Studies show that speaker verification is more effective in most security applications than conventional systems, which ask the user to type a password. Research indicates that 30% of passwords can be guessed by unauthorized users. By contrast, speaker verification and identification technology is capable of error rates of under a few percent.

Vendor Support

“We have been extremely pleased with the industry collaboration on the SVAPI development,” said Bruce Armstrong, chair of the SRAPI committee and manager, Novell Speech Technologies. “Fierce competitors sat down together and hammered out a solution.”

Frank Smead, president of ITT Industries noted “Customer need for SVAPI is strong. In early 1996, our internal API specification was one of our most popular pieces of literature. Based on this evidence of customer demand, we offered this early version of SVAPI to the committee. It was used as a model to get started on the resultant specifications.”

Moshe Yudkowsky, senior systems architect at computer telephony vendor Dialogic Corporation, said “The SVAPI committee has crafted an excellent API, and has paid careful attention to the problems of telecommunications and large-scale developments.”
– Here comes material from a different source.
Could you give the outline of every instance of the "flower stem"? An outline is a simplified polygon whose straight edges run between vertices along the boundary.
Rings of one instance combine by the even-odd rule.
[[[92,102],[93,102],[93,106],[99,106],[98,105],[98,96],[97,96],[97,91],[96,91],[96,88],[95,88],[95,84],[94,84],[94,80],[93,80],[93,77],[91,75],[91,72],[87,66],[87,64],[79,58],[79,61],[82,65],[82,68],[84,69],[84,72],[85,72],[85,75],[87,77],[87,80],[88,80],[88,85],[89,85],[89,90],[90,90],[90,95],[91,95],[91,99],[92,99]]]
“Security is of paramount importance in this age of global network computing,” said Stephane Maes, an IBM software architect. “Speaker verification and identification, especially when utilized with other existing security and encryption technologies, will help accelerate the growth in confidence and use of electronic commerce.”

“We are already adapting our efforts to the SVAPI specification, and will release a SVAPI-compliant software development kit in the third quarter,” said Tom Huzjak, CEO of T-NETIX, Inc.

Barry Frankel, CEO of VeriVoice also was pleased with the SVAPI effort. “We are excited to begin working on SAPI prototypes as soon as SVAPI sample code becomes available.”

The SVAPI is free, and can be downloaded from the SVAPI home page at http://www.srapi.com/svapi or by contacting Bruce Armstrong of Novell at 801-222-5119 or by email at Barmstrong@novell.com .

Prototypes using SVAPI will be showcased by several technology vendors in upcoming industry shows and will be available initially for Java and soon thereafter for Windows 95 and Unix.